Vorbild für den deutschen Markt?

Veröffentlicht am 1. Oktober 2018

Wie schon im letzten Jahr (Foto) ist auch dieses Mal wieder die Talkrunde der Immobiliennacht sehr hochkarätig besetzt. (Foto: Niklas Krug)

Die Ansprüche, die durch Nutzer und Vorschriften an deutsche Immobilien gestellt werden, sind in der Vergangenheit enorm angestiegen. Wie europäische Nachbarländer städtische Herausforderungen dieser Art erfolgreich bewältigen, wird am 15. November 2018 im Rahmen der „7. nordwestdeutschen Immobiliennacht“ des BFW-Niedersachsen / Bremen thematisiert.

Gleich 3 hochkarätige Referenten teilen dazu ihr Wissen über den Wohnungsbau in Deutschland und Europa mit: Während Andreas Schulten von der bulwiengesa AG zunächst einen kurzen Abriss der aktuellen deutschen Situation im europäischen Kontext präsentiert, berichtet anschließend Han Joosten von BPD Immobilien, wie die Niederlande dem Wohnraummangel begegnen.
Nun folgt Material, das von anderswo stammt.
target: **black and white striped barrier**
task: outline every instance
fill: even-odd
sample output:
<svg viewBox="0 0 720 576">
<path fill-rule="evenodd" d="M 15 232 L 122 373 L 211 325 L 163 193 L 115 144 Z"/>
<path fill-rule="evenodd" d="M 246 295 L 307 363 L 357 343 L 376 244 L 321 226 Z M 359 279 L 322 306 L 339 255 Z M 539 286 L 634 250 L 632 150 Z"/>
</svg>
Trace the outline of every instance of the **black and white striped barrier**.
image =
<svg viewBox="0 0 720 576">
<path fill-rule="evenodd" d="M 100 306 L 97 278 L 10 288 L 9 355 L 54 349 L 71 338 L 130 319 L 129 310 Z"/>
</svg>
Auf welche Weise sich innovative Bauprojekte in Dänemark gestalten, erläutert dagegen Prof. Dr. Vanessa Miriam Carlow von COBE Berlin. In der folgenden Talkrunde wird dann diskutiert, welche europäischen Konzepte und Vorgehensweisen auch hierzulande übertragbar sind. Im Fokus steht dabei die Frage, wie schnelleres Bauen ermöglicht und zeitgleich Kosten gespart werden können. Die „nordwestdeutsche Immobiliennacht“ ist ein fester Treffpunkt für die Immobilienbranche. Auch in diesem Jahr bietet sie wieder Branchenvertretern eine gute Möglichkeit, sich in angenehmer Atmosphäre auszutauschen und zu vernetzen.